Faut-il desceller ou desseller l’imaginaire ? Comme on casse un sceau pour percer un secret, ou comme on libère un cheval ?
La rumeur du monde écarte un peu les débris narcissiques, les terreurs intimes, le vacarme du manque existentiel. Ne pas oublier : cette fois, je ne pars pas pour me trouver, mais pour m’oublier. Sortir de la mythologie de l’acte de création. Accomplir l’acte de création. Travailler. Comme on ne se dévoile plus : comme on se réinvente absolument. Comme on sort aussi de soi. Je prends donc une énième résolution : moi, je me mettrai tout entière en ce carnet de bord. Je déblaierai le terrain pour le reste, le monde, l’imaginaire, la fiction, le romanesque – peu importe le nom, ce qui venu de soi s’avance vers les autres au lieu que d’y retourner.
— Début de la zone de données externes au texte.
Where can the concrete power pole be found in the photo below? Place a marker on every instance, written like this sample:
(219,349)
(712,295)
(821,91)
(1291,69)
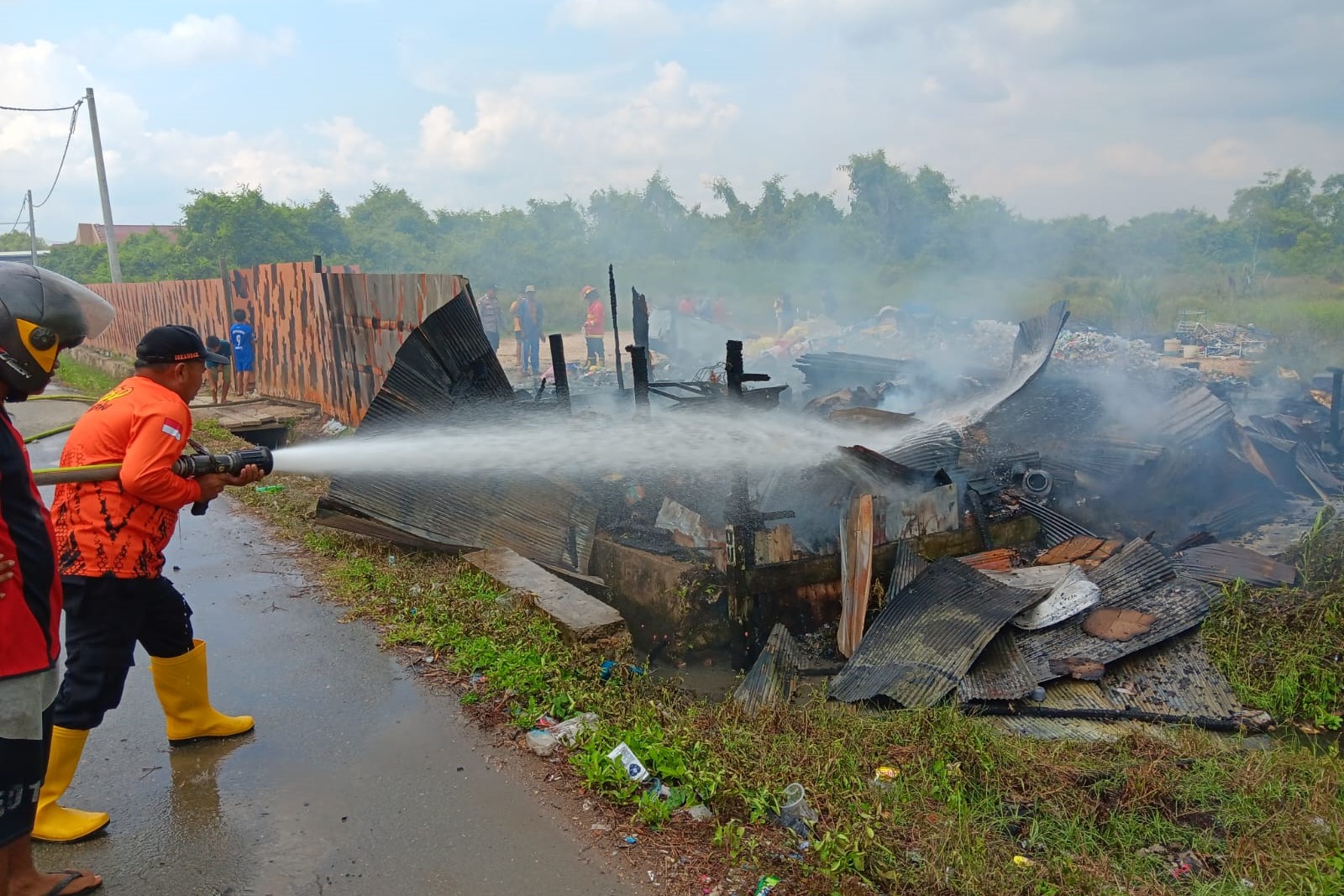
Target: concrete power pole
(33,235)
(109,233)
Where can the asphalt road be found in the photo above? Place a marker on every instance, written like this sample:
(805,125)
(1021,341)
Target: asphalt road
(356,779)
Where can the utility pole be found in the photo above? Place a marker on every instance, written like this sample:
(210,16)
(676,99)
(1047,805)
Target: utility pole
(109,233)
(33,235)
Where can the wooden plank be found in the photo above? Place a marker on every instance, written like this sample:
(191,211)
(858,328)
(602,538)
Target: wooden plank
(857,573)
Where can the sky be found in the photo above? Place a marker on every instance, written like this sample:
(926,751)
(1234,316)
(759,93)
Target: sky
(1110,107)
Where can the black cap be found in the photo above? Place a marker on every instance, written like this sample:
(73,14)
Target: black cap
(175,344)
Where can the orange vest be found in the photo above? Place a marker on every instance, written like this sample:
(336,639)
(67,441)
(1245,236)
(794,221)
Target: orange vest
(121,527)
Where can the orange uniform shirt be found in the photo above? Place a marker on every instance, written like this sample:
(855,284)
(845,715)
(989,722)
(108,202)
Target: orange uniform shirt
(121,527)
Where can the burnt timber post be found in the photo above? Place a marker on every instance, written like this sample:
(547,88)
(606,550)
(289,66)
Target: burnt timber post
(616,328)
(640,320)
(1336,398)
(562,376)
(640,369)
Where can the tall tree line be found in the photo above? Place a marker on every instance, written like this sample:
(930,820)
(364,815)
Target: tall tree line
(891,219)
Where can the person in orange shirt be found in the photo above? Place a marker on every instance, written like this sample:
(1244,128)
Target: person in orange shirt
(111,537)
(595,328)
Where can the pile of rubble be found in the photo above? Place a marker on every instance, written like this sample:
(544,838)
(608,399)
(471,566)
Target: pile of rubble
(1037,540)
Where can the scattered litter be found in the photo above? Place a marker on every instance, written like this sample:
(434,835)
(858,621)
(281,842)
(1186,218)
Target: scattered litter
(765,886)
(631,765)
(543,741)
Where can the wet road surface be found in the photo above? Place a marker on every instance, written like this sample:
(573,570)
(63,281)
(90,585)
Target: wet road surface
(356,779)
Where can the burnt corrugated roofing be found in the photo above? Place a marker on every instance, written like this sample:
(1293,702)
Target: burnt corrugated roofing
(922,644)
(1055,528)
(1000,673)
(447,374)
(1222,563)
(773,676)
(1176,605)
(906,569)
(1191,416)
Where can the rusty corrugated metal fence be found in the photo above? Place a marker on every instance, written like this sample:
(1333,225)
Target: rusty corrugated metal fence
(327,338)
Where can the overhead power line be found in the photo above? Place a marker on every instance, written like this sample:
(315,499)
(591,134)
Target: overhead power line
(74,120)
(44,109)
(15,224)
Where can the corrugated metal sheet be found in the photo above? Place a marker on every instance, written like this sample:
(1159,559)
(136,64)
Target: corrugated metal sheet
(931,449)
(1191,416)
(1176,606)
(448,374)
(1175,679)
(1240,513)
(773,676)
(1136,569)
(1222,563)
(1314,469)
(1068,593)
(905,570)
(922,644)
(1055,528)
(1000,673)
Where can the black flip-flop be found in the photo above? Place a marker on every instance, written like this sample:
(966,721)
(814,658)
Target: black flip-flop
(71,876)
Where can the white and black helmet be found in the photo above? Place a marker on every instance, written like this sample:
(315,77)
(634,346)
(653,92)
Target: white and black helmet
(40,313)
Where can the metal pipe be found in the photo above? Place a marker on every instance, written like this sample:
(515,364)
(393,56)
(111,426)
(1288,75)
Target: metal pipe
(616,329)
(1336,398)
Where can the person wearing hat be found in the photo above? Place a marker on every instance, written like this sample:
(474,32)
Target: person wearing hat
(531,318)
(490,313)
(40,315)
(595,328)
(111,539)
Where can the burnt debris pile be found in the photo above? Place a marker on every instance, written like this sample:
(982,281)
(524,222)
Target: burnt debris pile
(1026,520)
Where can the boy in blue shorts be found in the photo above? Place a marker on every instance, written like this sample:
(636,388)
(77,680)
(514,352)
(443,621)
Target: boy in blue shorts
(242,342)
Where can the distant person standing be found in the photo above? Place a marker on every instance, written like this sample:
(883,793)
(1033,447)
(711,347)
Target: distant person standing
(242,340)
(784,313)
(595,328)
(219,372)
(533,316)
(517,331)
(490,312)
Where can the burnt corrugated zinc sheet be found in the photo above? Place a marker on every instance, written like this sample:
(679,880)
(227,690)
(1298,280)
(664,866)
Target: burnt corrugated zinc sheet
(1221,563)
(924,644)
(1191,416)
(1137,578)
(447,375)
(1000,673)
(772,679)
(1055,528)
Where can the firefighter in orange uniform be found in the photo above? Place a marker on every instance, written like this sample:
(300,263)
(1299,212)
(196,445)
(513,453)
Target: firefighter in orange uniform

Ce qu'il faut c'est la haute mer Adeline Baldachino Un été jaune carré
J'ai rencontré Adeline Baldacchino par son roman " Celui qui disait non ". Au delà de l'histoire qui m'a transpercée par sa lucidité, son courage, ce pan d'histoire dont on ne dira, n'écrira jamais assez, j'ai été séduite, interrogée par l'écriture d'Adeline. J'ai découvert une auteure, une femme de lettre, ce quelque chose qui frémi sous les mots, la peau, que l'on sent transporté par l'écrit, la littérature, les émotions, la force et la sensiblité. J'ai découvert au delà de l'auteure, une âme poétique, une philosophe de la pensée. Lorsque j'ai demandé à Adeline Baldacchino si elle acceptait de partager quelques mots avec vous pour cet été jaune carré, je ne m'attendais pas à un tel voyage, à un tel partage. Je fus subjuguée, littéralement envoutée une fois de plus, emportée dans ce récit maritime, dans cette quête de l'abandon non pas de soi ou d'un monde mais plutôt d'une quête, dans l'écriture solitaire, la recherche d'une humanité perdue. Ce fut comme une électro-choc, une initiation aux émotions, aux autres, à l'écriture.
Ne savant pas comment le partager, le couper, rendre ce texte sans oublier d'y inclure des passages ou des mots puissants par leurs pensées, j'ai décidé de vous l'offrir comme un feuilleton, une odyssée, un espace on l'on peut y puiser son espace, ses silences, sa liberté.
Un immense merci Adeline pour ce texte, ce récit, ce manuscrit.